The Patriot is an advanced surface-to-air missile system intended to defend against aircraft, cruise and ballistic missiles.

Production began in 1980 and the missile was first deployed in combat in 1990/91 after Iraq's invasion of Kuwait, though its performance against Iraqi scud missiles was much less spectacular than initially claimed.

Since then successive versions of the system have been upgraded and enhanced giving it a much greater capability against ballistic missiles. It was again deployed to the Middle East during Operation Iraqi Freedom in 2003.

Patriot is operated by twelve countries around the world including the US, the Netherlands, Germany, Japan, Israel, Saudi Arabia, Kuwait, Taiwan, Greece, Spain, South Korea and the United Arab Emirates.
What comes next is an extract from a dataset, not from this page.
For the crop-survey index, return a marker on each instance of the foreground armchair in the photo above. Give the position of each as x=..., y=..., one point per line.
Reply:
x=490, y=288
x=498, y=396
The system is based upon wheeled trailers. It is mobile and can be carried in a C5 Galaxy transport aircraft. Units are inter-operable so Nato countries can put together a defensive package and deploy it to a far-flung region, as the Alliance is planning to do on the Turkish-Syrian border.

Missiles

A Patriot system is made up of four main elements: a radar, control centre and associated power supply and communications towers, and launchers on trucks.

The manufacturer says it can take 16 launchers, the US Army uses usually five to eight in a battery.

Each launcher holds four missiles - or 16 in the latest "Pac-3" version.

The launchers can be up to a kilometre away from the radar and control hub, linked by microwave signals.

The trailer-mounted radar is a "phased array" type - it scans the sky with a narrow beam which flicks between thousands of locations each second.

If it detects something, up to 62 miles (100 km) away, it focuses on it and relays information about it to the control centre.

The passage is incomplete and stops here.